The Chinese and European space agencies are calling the project a "moon village" and it is slated to be an international hub for scientific research, commercial mining operations, and a launch pad for missions to Mars and beyond, Johann-Dietrich Wörner, the director general of the European Space Agency told Space.com.
The announcement was made during the recent 32nd Space Symposium.
Pal Hvistendahl, a spokesman for ESA, says Europe is pursuing the partnership with China to unite the different space programs and push human progress beyond Earth.
"Space has changed since the space race of the Sixties. We recognize that to explore space for peaceful purposes, we do international cooperation," says Hvistendahl.
Currently, China is not part of the International Space Station. The U.S. blocked China from the ISS because China's space program has strong military connections, The Independent reports.

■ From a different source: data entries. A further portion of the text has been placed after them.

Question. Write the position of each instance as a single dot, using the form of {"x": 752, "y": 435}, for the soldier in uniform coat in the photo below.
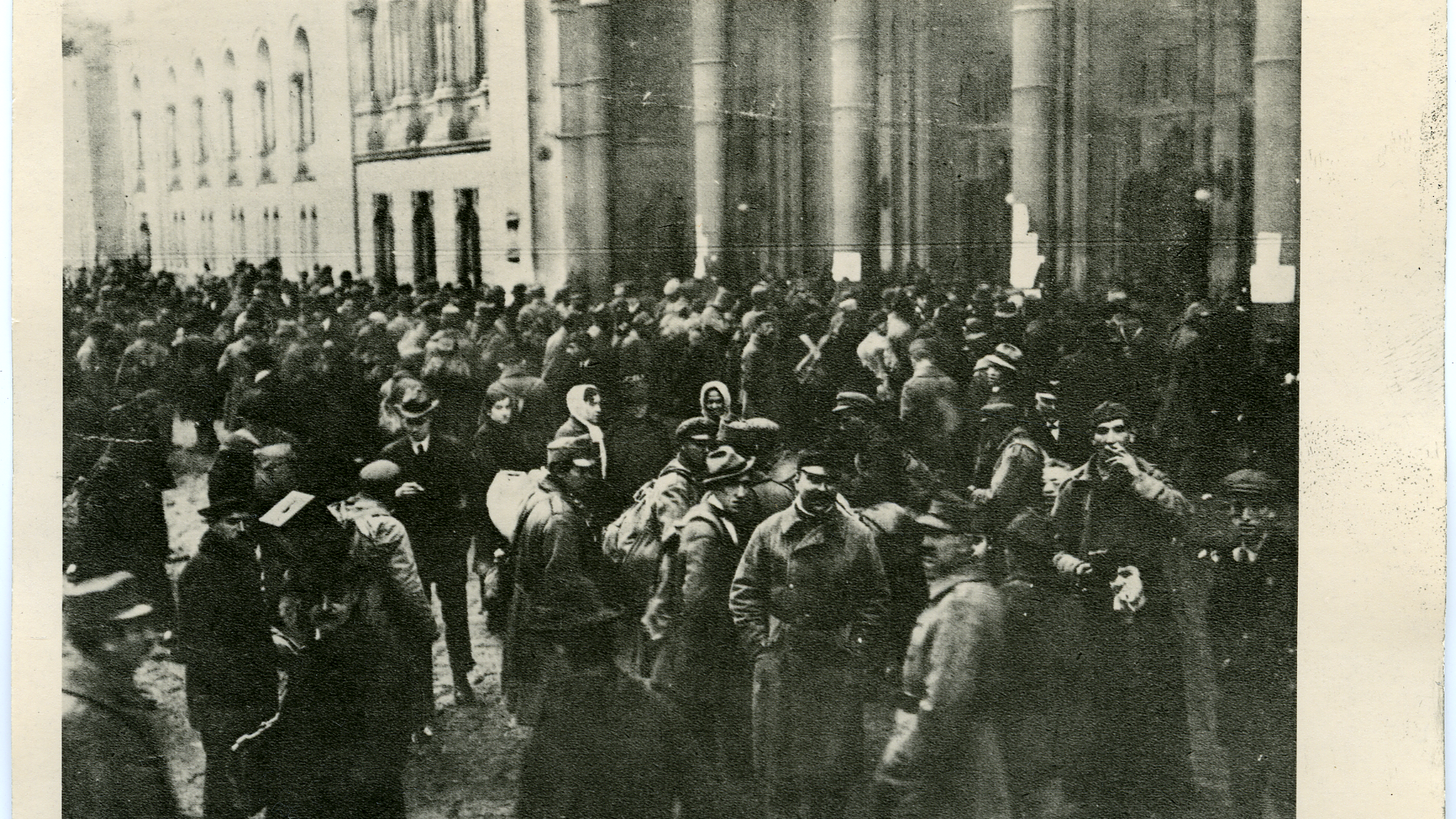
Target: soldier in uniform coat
{"x": 555, "y": 544}
{"x": 1253, "y": 608}
{"x": 701, "y": 667}
{"x": 809, "y": 599}
{"x": 1114, "y": 521}
{"x": 432, "y": 502}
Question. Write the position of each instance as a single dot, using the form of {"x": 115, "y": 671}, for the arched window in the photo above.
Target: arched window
{"x": 175, "y": 157}
{"x": 263, "y": 88}
{"x": 383, "y": 242}
{"x": 301, "y": 91}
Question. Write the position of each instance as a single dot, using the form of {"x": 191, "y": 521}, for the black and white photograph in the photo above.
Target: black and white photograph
{"x": 682, "y": 409}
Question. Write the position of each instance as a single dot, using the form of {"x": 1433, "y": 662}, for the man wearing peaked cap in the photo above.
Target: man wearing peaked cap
{"x": 701, "y": 669}
{"x": 809, "y": 599}
{"x": 113, "y": 765}
{"x": 855, "y": 403}
{"x": 553, "y": 545}
{"x": 1113, "y": 522}
{"x": 1253, "y": 618}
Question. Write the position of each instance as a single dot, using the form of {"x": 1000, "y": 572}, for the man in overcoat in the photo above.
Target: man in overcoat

NASA plans to send astronauts to Mars by the end of the 2030s. But this mission, and other deep space missions, will require international cooperation. Wörner says the moon village does not have a timeline, but the permanent outpost will start slowly. He envisions a rover could place an inflatable space habitat for astronauts and then robots could using 3D printing technology to start building larger, more sustainable structures.
As for the ultimate destination, Wörner says the moon village will help humans push the boundaries of space exploration.
"I would not call Mars the ultimate goal. I am quite sure humans will go further," Wörner says.